What This Video Covers
This tutorial demonstrates how to use map drawings in Matidor to define and visualize project areas, boundaries, access routes, and points of interest directly on the project map. Map drawings transform abstract coordinates and project descriptions into spatial context that field teams can act on — clearly showing where work is authorized, where hazards exist, and how different site areas relate to each other.
Who This Is For
This video is for GIS analysts and spatial data managers configuring project maps, field supervisors who need to communicate site boundaries and access routes to crews, project managers who want to document as-built areas or inspection zones, and environmental consultants who need to delineate assessment areas and sample locations on a project map.
Step-by-Step Walkthrough
The tutorial opens the drawing toolbar on a project map and shows how to use the three main drawing types: polygon for area boundaries, line for routes and linear features, and point for specific site locations or access gates. Each drawing type can be labeled with a custom name, tagged for easy filtering, and styled with distinct colors and line weights to distinguish different categories of spatial information.

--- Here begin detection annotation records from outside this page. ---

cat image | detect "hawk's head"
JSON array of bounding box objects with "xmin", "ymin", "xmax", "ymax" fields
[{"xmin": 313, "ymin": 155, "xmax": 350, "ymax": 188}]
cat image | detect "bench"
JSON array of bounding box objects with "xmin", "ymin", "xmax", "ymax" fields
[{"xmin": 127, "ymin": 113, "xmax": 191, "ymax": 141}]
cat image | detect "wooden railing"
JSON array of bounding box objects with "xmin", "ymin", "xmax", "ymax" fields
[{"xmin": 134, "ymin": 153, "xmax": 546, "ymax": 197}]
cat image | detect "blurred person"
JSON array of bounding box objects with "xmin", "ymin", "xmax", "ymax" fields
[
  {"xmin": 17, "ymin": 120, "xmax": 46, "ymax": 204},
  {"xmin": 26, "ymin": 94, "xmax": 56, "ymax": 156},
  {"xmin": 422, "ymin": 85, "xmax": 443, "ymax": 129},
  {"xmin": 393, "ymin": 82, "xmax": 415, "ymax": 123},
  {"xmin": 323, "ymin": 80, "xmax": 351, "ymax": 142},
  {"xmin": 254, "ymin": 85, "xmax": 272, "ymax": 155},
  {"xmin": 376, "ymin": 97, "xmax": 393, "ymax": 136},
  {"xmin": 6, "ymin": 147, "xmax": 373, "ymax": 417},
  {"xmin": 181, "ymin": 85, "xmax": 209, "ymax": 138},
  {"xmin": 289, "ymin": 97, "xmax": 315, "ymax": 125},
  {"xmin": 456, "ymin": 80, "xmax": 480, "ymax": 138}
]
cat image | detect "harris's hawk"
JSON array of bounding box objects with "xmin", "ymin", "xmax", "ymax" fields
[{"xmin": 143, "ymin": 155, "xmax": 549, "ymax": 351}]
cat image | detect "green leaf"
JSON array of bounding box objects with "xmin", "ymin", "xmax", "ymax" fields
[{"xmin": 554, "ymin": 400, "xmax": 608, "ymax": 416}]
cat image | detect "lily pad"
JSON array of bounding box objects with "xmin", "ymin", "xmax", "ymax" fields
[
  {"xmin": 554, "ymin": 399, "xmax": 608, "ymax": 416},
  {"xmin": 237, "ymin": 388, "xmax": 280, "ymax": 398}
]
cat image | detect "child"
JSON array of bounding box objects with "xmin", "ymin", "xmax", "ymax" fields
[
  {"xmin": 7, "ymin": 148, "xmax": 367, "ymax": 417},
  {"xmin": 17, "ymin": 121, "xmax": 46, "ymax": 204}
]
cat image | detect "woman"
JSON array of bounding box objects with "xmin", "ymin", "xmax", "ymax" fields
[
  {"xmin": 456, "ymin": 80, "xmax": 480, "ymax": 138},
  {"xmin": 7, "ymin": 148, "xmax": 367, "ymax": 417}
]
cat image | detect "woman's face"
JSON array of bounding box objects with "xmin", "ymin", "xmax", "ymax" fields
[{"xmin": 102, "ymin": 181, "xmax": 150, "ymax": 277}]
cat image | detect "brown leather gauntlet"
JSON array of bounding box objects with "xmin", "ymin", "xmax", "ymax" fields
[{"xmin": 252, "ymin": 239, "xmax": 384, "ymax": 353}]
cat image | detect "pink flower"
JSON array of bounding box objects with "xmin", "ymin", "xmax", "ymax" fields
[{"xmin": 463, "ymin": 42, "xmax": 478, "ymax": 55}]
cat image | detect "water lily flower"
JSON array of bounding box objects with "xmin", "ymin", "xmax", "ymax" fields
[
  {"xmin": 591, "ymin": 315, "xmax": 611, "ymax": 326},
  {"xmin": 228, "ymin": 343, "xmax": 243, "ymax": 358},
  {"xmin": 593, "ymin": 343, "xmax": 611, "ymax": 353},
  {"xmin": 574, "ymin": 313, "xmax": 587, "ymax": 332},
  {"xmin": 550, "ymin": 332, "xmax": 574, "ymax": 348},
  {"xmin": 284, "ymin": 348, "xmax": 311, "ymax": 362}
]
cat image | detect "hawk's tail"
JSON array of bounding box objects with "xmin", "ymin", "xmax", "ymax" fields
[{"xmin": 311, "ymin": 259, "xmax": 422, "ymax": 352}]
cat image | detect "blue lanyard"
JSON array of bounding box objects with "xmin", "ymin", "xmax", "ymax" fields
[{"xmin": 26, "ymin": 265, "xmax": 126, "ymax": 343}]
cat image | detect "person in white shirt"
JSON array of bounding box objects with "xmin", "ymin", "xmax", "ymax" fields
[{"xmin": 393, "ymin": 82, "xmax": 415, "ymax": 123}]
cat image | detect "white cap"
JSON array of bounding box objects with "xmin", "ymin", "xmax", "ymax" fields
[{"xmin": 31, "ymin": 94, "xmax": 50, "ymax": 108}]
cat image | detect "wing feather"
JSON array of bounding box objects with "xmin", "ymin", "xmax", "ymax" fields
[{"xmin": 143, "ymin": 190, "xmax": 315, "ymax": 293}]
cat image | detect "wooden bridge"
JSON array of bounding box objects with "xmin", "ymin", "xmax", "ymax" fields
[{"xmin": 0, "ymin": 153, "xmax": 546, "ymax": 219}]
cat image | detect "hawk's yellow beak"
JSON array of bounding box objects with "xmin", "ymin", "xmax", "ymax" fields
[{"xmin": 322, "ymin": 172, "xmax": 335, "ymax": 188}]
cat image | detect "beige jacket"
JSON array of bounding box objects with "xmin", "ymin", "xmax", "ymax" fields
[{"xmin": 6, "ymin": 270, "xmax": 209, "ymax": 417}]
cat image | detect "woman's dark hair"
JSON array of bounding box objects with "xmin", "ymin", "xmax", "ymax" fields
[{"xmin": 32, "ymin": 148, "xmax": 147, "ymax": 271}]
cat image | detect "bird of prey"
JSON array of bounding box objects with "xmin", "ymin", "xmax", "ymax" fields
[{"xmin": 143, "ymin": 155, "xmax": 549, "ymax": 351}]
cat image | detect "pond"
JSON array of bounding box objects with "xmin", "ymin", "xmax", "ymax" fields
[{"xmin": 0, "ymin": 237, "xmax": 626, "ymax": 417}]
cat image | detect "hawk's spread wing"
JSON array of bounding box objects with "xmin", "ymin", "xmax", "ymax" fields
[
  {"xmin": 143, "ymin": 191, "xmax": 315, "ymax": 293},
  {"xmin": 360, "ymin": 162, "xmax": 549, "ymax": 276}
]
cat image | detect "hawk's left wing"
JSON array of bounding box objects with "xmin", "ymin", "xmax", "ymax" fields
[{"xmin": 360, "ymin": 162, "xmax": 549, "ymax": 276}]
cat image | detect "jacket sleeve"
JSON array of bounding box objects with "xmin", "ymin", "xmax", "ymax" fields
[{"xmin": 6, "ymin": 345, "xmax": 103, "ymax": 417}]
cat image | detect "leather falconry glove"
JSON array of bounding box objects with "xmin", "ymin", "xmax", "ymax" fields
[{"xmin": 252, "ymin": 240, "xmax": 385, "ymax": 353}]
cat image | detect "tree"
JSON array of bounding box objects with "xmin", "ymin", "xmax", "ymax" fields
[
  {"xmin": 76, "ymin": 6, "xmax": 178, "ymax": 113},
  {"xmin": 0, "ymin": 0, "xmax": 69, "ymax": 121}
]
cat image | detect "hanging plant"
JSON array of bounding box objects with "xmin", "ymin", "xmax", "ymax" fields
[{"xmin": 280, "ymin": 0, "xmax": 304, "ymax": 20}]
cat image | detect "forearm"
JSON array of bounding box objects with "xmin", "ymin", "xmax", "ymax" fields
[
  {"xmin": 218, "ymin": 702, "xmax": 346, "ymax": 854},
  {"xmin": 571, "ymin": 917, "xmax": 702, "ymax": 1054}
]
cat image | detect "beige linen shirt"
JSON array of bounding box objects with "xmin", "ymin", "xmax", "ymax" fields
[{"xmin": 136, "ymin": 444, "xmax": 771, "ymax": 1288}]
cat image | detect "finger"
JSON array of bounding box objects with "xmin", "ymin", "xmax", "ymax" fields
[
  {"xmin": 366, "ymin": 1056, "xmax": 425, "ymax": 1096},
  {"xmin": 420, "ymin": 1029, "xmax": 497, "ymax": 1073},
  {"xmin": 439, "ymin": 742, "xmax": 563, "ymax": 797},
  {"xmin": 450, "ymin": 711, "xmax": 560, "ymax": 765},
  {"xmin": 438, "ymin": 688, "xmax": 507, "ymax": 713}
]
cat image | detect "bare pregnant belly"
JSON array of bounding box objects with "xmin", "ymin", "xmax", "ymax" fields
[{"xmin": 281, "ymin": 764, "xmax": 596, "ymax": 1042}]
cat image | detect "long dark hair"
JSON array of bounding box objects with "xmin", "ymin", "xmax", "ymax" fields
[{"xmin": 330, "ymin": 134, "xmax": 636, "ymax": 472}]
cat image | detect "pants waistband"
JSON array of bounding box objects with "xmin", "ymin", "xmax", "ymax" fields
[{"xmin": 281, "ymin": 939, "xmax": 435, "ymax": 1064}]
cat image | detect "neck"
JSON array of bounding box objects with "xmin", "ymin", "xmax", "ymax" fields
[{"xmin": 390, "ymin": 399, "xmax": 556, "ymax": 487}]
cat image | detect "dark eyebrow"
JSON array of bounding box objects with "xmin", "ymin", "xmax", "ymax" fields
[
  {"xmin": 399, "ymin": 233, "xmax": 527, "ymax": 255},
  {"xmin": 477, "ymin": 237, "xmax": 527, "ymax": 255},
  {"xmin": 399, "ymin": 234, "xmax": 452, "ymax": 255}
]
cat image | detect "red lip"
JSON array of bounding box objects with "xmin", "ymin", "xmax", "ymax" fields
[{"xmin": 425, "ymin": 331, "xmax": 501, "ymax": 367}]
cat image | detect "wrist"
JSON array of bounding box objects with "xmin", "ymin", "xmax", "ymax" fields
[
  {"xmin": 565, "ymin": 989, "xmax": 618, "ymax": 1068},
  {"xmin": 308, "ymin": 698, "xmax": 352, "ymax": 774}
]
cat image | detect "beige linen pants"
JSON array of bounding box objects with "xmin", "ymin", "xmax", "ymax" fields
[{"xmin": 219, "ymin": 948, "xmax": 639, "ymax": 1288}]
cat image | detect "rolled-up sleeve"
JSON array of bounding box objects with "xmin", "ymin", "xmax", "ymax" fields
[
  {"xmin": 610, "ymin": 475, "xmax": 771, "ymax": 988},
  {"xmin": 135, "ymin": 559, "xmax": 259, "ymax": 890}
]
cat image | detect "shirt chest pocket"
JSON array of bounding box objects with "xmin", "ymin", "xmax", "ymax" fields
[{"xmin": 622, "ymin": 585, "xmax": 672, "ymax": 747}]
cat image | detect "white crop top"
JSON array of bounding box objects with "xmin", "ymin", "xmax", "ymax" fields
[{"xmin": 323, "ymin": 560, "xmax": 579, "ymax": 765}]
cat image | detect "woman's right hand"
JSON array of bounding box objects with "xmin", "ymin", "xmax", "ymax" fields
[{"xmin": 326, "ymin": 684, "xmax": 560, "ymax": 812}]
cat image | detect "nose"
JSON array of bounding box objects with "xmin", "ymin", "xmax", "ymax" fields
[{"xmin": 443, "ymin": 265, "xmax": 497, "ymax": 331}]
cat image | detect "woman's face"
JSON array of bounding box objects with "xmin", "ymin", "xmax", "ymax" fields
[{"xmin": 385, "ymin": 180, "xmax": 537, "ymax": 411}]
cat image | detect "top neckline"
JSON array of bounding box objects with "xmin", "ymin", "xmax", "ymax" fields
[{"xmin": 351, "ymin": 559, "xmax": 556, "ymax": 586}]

A particularly useful workflow shown is drawing a location directly while creating a Work Item. By linking a geo Work Item to a map drawing, you associate the task with the precise location where the work needs to happen — field crews can see both the instruction and the spatial context simultaneously in the mobile app. The tutorial also covers exporting drawings as KMZ files for use in external GIS tools, and how sub-project drawings roll up and appear when viewing a parent project map.
Key Takeaways
Map drawings in Matidor connect your project data to precise spatial context. Whether you are delineating a site boundary, marking a sampling route, or drawing an exclusion zone, the drawing tools keep location information directly inside Matidor. Field teams see the drawings on their mobile app so spatial instructions are always current and in the right place.